È bastato che Trump minacciasse di mettere fine all'ipocrisia di pagare miliardi di dollari cash al regime di Nicolás Maduro che, immediatamente, il Sebin (l'intelligence chavista) ieri ha cominciato a rallestrare decine di giovani nello stato petrolifero di Zulia, sequestrandoli dagli autobus per portarli in strutture militari. Obiettivo? Usarli come scudi umani in caso di attacco straniero. O che minacciasse di morte la giudice per l'infanzia Guedez Ochoa colpevole di «tradimento alla rivoluzione» solo perché si era mossa per liberare 11 minori arrestati, picchiati selvaggiamente e torturati per avere manifestato a favore del presidente costituzionale Juan Guaidó, il 25 gennaio scorso. Ma, soprattutto, ieri il regime ha sollecitato tramite il procuratore generale Tarek William Saab - da due anni sanzionato dall'Ue per crimini contro l'unanimità - che la Corte Suprema presieduta dal pluriomicida Maikel Moreno imponga quanto prima una serie di misure cautelari proprio contro Guaidó. Dal blocco di tutti i suoi conti bancari al divieto alla compravendita di qualsiasi bene mobile e immobile, sino al divieto di lasciare il Venezuela e, naturalmente, l'inizio di un'indagine, il presidente ad interim, la cui unica colpa è quella di avere rispettato alla lettera la Costituzione del Venezuela.

Che Maduro abbia ordinato quanto sopra era nell'ordine delle cose visto che da lunedì gli sono venuti meno 28 milioni di dollari in cambio di una media di 500mila barili al giorno, perché questo pagava sino all'altroieri il governo statunitense al Venezuela.

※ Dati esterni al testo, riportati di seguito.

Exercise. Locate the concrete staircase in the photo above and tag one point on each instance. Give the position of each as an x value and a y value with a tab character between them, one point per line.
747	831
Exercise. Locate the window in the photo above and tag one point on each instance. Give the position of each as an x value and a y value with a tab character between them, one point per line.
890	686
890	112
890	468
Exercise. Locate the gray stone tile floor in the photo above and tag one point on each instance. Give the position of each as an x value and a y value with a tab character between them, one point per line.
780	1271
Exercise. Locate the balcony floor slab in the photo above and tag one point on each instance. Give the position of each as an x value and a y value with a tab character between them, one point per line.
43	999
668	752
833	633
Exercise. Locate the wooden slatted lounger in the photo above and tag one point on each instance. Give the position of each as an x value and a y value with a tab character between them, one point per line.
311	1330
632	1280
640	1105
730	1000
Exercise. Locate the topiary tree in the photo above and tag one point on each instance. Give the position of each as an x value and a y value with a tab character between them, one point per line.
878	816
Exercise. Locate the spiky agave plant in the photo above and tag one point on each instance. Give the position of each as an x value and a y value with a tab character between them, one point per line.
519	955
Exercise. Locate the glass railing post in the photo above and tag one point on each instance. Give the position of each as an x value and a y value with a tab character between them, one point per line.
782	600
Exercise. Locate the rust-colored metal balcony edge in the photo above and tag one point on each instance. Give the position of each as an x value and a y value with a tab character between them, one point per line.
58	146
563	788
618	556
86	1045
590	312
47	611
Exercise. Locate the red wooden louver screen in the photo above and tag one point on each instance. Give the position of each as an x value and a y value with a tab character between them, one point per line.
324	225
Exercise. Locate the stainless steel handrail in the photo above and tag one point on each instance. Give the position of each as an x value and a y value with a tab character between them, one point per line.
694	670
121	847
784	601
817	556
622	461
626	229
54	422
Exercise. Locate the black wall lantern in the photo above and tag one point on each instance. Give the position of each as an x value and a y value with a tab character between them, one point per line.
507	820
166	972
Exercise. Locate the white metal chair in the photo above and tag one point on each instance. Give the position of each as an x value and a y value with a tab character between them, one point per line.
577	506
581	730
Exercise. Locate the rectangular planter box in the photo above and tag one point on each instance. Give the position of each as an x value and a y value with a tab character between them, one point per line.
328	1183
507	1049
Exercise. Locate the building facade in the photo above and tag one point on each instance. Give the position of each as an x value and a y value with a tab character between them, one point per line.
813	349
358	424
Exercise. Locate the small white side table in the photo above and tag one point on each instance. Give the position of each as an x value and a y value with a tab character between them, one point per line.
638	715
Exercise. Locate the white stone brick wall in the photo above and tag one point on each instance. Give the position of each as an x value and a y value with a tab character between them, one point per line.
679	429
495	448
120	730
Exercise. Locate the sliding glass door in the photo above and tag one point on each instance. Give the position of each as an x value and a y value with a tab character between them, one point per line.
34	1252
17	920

Un flusso di cassa che, solo nel 2018, aveva reso alla dittatura qualcosa come 12 miliardi di euro. Denari indispensabili per pagare giudici corrotti come Saab, i collettivi paramilitari e i 900 generali delle forze armate che solo con una repressione sempre più brutale gli consentono di rimanere «por ahora» a Miraflores: 12 miliardi cash nel 2018 non era poco per un «impero Yankee» che a detta del delfino di Chávez «finanzia da tempo un golpe dell'estrema destra assassina contro la gloriosa rivoluzione bolivariana». Evidente che gli Usa si siano stufati di pagare cash per sentirsi pure apostrofare con i peggiori epiteti non solo da Maduro ma anche dai tanti media che ripetono come pappagalli la litania delle sanzioni come causa del disastro venezuelano. Chiarissimi del resto i due messaggi di John Bolton. Nel primo, rivolto ai soldati venezuelani, ha chiesto di «accettare un passaggio di poteri pacifico, democratico e costituzionale, approfittando dell'amnistia generale proposta da Guaidó». Nel secondo il consigliere per la sicurezza di Trump ha fatto un «appello a tutte le nazioni responsabili del mondo» affinché «accettino il presidente Guaido immediatamente, perché Maduro ha chiarito che non lo riconoscerà né indirà nuove elezioni». È ora «il momento di ergersi a difesa del progresso e della prosperità in Venezuela» ha concluso Bolton, mentre le annotazioni rubate sul suo block-notes sull'invio di 5mila in Colombia sono state seccamente smentite da Bogotà e potrebbero essere state solo un bluff. Bolton avverte anche Saab via Twitter: «Chi tocca Guaidó pagherà». E se l'appello alle nazioni responsabili del mondo sembra rivolto anche all'Italia, sinora assai divisa sul riconoscimento a Guaidó, resta da segnalare il movimento diplomatico dell'alta rappresentante Ue per politica estera e di sicurezza Federica Mogherini. Secondo quanto rivelato ieri dal presidente dell'Uruguay, Tabaré Vázquez, a Vtv, la tv di stato controllata da Maduro, Mogherini gli ha garantito al telefono che l'Europa non riconoscerà Guaidó e perciò vuole organizzare (con l'aiuto dei 5 Stelle visto che ieri Manlio Di Stefano twittava la stessa cosa) il quinto negoziato di pace sul Venezuela. In Uruguay o in Messico.